So I tried running the command mentioned in that UPDATING guide, but I ended up just removing python37 altogether:



> chris@nzxt /u/p/w/chromium [1]> pkg info | grep python
> py38-dnspython-1.16.0          DNS toolkit for Python
> python-3.8_3,2                 "meta-port" for the default version of Python interpreter
> python27-2.7.18_1              Interpreted object-oriented programming language
> ...



I don't think that fixed anything because I'm running into the same issue building chromium.


----------



## eternal_noob (Oct 28, 2021)

Maybe just remove python27-2.7.18_1 too?


----------



## rockzombie2 (Oct 28, 2021)

Ah yeah, I guess that's a good idea. I removed it and then got this instead:

`FileNotFoundError: [Errno 2] No such file or directory: 'python2.7'`

So I guess it was dependent on 2.7. I cleaned and am remaking it again now, which takes a while. I'll update once it succeeds or errors out.


----------



## rockzombie2 (Oct 28, 2021)

Same error: `TypeError: write() argument must be str, not bytes`


----------



## grahamperrin@ (Oct 30, 2021)

rockzombie2 said:


> … I guess it was dependent on 2.7. …



True. <https://www.freshports.org/www/chromium/#requiredbuild>



rockzombie2 said:


> … not sure what is the root cause …



Which version of FreeBSD?

`freebsd-version -kru`

`uname -aKU`



rockzombie2 said:


> `… chromium-92.0.4515.159 …`



When did you last update your ports tree?

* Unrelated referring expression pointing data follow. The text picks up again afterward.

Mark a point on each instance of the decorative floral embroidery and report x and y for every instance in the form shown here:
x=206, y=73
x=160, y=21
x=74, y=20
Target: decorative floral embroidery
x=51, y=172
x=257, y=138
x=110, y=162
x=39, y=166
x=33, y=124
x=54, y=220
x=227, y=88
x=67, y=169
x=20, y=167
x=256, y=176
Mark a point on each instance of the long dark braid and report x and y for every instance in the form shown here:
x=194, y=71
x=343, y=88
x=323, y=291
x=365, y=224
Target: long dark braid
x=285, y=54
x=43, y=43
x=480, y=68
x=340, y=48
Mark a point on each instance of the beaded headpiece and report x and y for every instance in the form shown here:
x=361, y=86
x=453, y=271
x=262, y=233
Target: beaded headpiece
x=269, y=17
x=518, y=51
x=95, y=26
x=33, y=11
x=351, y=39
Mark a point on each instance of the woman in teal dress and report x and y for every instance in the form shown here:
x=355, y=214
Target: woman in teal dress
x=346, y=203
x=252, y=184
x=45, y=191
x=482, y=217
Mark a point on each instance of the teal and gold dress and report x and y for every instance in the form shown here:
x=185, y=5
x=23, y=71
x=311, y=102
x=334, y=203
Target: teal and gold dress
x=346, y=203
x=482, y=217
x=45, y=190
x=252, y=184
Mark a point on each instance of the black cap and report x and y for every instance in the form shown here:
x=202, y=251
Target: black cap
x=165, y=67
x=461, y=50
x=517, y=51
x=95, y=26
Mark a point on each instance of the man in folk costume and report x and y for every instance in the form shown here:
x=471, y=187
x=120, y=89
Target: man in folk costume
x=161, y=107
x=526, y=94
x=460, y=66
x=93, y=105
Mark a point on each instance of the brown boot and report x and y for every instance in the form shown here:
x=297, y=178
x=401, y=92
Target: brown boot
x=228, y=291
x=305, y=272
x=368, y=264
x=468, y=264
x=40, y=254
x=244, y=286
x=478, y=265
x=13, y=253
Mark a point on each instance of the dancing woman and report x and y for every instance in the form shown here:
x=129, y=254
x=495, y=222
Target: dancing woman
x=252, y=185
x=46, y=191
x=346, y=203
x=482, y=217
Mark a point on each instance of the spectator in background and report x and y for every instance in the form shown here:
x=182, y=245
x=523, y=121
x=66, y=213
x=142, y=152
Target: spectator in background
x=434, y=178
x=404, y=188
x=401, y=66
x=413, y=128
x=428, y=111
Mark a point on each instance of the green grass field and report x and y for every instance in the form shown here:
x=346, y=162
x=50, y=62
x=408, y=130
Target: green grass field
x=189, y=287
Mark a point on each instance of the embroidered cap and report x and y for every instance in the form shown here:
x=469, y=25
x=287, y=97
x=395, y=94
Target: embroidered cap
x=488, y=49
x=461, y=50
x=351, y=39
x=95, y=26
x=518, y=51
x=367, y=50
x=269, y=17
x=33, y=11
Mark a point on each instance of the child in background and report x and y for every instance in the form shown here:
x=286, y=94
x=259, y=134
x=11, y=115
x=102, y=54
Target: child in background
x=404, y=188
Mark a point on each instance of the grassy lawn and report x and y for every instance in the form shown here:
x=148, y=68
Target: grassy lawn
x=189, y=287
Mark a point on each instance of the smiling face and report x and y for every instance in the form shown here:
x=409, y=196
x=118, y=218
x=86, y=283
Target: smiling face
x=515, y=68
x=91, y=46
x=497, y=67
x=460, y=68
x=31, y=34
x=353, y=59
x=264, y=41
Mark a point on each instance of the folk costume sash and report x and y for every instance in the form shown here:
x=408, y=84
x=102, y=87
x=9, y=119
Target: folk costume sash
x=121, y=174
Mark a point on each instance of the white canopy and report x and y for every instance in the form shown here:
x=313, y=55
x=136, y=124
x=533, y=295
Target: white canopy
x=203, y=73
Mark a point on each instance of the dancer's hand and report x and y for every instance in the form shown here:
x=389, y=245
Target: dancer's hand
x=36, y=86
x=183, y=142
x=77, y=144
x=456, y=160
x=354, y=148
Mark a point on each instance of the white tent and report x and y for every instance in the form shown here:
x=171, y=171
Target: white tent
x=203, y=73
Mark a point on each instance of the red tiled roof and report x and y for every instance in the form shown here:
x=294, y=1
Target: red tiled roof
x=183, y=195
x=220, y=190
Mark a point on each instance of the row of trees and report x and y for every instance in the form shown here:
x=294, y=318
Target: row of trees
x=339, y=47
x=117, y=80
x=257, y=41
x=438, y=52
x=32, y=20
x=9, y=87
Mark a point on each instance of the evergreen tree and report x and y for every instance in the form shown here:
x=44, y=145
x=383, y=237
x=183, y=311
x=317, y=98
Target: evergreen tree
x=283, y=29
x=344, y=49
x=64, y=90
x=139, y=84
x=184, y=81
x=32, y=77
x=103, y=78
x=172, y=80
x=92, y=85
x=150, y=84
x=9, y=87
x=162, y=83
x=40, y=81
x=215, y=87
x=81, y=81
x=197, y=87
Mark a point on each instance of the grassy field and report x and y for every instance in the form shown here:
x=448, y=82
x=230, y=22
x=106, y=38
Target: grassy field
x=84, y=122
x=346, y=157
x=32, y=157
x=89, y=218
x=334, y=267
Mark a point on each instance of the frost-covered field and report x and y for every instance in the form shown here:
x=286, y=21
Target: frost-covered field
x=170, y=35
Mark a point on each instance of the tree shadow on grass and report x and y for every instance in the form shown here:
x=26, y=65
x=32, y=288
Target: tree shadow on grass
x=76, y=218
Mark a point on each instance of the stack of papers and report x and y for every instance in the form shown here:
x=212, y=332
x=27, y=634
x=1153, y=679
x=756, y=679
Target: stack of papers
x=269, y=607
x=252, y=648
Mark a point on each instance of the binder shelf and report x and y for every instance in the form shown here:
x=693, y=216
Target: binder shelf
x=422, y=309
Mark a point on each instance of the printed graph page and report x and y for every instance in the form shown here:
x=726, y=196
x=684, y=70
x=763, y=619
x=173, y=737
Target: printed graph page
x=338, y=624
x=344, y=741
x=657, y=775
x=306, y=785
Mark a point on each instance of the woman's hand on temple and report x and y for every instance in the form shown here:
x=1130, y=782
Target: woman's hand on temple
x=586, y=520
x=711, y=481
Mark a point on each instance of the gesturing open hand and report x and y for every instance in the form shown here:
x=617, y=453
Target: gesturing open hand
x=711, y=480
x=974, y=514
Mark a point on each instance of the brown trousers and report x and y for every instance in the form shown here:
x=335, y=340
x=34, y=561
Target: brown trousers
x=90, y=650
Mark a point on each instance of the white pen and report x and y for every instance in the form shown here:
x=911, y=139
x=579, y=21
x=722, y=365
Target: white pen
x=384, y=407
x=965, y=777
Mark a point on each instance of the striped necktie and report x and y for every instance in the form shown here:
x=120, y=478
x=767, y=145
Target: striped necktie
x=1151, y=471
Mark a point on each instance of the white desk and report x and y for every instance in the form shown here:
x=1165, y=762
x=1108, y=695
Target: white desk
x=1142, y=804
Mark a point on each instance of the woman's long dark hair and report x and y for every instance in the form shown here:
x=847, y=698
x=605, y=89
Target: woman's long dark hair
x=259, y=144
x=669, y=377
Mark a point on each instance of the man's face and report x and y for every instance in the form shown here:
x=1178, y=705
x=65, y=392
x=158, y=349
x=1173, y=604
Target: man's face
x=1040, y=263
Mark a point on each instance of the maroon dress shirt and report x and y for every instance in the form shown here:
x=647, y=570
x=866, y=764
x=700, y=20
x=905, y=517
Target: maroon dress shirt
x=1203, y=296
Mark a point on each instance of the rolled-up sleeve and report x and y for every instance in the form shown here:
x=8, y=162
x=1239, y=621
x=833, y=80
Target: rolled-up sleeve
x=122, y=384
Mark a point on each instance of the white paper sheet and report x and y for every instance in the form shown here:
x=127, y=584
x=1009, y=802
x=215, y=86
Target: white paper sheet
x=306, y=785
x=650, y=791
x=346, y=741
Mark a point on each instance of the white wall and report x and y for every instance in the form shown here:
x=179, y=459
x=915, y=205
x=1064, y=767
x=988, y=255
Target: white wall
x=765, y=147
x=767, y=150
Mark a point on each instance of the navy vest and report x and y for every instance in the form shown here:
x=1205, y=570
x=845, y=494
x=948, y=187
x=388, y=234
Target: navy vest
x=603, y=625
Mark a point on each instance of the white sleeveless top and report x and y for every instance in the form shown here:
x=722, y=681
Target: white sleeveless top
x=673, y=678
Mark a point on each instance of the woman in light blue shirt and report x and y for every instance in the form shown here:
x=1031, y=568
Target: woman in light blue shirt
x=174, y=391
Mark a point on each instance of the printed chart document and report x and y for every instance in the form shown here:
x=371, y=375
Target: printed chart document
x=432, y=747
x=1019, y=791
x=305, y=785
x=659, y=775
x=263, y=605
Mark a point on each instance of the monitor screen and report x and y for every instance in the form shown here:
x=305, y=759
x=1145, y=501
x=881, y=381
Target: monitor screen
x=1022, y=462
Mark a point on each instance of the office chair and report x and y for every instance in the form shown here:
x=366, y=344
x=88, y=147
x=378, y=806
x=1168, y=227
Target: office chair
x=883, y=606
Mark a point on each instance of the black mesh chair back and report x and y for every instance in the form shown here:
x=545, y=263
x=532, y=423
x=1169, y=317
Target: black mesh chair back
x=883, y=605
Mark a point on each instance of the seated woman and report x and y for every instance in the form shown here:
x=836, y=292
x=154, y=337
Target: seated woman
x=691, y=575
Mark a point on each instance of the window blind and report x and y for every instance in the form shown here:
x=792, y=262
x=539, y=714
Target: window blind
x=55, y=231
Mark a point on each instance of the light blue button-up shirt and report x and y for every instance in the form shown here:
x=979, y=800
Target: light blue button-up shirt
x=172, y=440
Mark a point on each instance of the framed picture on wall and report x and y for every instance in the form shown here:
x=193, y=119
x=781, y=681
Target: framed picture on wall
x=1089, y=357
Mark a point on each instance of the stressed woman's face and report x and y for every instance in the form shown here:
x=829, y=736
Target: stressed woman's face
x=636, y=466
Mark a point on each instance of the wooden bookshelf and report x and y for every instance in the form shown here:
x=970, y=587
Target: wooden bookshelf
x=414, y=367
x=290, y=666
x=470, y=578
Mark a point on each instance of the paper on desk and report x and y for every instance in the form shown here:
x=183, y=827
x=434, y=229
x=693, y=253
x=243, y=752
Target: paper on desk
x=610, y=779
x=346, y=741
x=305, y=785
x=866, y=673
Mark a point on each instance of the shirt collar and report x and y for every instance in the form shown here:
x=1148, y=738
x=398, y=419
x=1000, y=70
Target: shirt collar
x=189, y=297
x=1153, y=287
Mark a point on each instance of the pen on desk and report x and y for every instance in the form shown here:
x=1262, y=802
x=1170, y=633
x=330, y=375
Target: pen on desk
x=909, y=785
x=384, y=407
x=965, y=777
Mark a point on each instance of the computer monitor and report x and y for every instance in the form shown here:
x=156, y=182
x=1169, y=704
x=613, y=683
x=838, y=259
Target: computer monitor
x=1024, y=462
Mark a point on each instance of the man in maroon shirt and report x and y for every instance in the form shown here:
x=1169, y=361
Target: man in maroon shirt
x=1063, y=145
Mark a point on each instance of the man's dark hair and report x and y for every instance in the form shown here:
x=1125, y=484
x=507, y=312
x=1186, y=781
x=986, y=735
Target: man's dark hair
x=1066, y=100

<https://www.freshports.org/www/chromium/#history> we're at `94.0.4606.81_1`.


----------



## rockzombie2 (Oct 30, 2021)

freebsd-version -kru:


> 13.0-RELEASE-p4
> 13.0-RELEASE-p4
> 13.0-RELEASE-p4


uname -aKU:


> FreeBSD nzxt 13.0-RELEASE-p4 FreeBSD 13.0-RELEASE-p4 #0: Tue Aug 24 07:33:27 UTC 2021     root@amd64-builder.daemonology.net:/usr/obj/usr/src/amd64.amd64/sys/GENERIC  amd64 1300139 1300139





grahamperrin said:


> When did you last update your ports tree?



Huh, I thought I updated it recently with `portsnap fetch` but mine is showing an older version. This is in my Makefile:


> PORTNAME=    chromium
> PORTVERSION=    92.0.4515.159



Let me try to update it. Is there a way of updating it minus a specific package? I don't want to wipe out my dwm changes again.


----------